Researchers examined a group of 113 adults who had recently split up with their partners. Specifically, they analysed how their post break-up behaviour affected the time it took them to move on.
For a period of four weeks, researchers asked participants to keep a daily diary documenting their feelings and actions towards their ex-partners (including any contact made since calling it quits.) The participants then checked up on participants after two months and asked them how emotionally attached they still felt.
The results, you ask?
Surprisingly, those who’d done the deed reported a stronger connection to the person. But this didn’t have any effect on their overall recovery. In fact, participants felt a surge in positive emotions following the act and even a sense of closure.
“Perhaps those who opt to pursue sex with an ex are less motivated to obtain closure regarding the breakup and thus do not experience conflict with goals for connection. For these individuals, satisfying connectedness goals by pursuing sexual activity with an ex-partner may be a globally positive experience,” the authors explained.
And these findings weren’t a once off. Even, UK sex expert Tracey Cox reckons that sleeping with an ex could be the key to closure.

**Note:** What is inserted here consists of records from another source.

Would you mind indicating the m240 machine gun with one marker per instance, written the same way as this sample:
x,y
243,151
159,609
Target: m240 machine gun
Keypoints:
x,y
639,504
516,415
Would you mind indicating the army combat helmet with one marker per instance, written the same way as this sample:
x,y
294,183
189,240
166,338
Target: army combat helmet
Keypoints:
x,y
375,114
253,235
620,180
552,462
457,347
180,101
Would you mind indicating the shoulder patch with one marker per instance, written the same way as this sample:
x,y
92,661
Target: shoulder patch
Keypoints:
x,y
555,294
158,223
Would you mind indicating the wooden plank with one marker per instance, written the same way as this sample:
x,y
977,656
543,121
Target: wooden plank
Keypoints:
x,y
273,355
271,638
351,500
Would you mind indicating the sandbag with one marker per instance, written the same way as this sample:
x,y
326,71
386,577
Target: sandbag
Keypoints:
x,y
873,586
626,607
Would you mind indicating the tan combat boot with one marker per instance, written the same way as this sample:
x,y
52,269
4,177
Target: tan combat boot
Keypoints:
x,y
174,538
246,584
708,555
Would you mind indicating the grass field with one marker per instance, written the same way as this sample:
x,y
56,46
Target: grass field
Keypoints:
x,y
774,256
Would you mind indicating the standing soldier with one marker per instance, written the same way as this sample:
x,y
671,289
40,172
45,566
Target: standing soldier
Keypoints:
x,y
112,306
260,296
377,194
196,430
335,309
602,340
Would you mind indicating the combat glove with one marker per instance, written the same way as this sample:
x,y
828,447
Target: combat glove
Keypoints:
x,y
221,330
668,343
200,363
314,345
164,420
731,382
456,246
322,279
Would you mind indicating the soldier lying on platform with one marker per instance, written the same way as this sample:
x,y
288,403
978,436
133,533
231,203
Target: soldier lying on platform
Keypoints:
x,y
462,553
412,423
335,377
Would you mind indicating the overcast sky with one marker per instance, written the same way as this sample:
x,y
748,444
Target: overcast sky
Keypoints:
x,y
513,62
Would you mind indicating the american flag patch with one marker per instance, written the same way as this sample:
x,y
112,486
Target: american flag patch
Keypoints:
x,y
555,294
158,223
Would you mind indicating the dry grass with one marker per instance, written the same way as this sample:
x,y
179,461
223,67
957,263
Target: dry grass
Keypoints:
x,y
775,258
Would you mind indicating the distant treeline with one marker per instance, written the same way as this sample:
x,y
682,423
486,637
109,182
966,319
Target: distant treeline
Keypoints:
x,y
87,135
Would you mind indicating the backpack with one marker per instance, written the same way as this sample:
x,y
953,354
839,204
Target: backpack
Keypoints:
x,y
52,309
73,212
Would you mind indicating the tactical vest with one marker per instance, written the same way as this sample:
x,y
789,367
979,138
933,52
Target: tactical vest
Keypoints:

“Sometimes we need to go back to move forward, and revisiting the sexual side of the relationship can sometimes make us see very clearly that we’ve idealised the relationship or feel much less pain than we thought,” she said in an interview with Naked Divorce. “So there’s a sense of closure that can be helpful.”
So, does this mean we’ve found the answer to the post break-up blues?
Well not exactly. But, maybe we should reassess our feelings towards ex sex – and check ourselves before we judge others for doing it.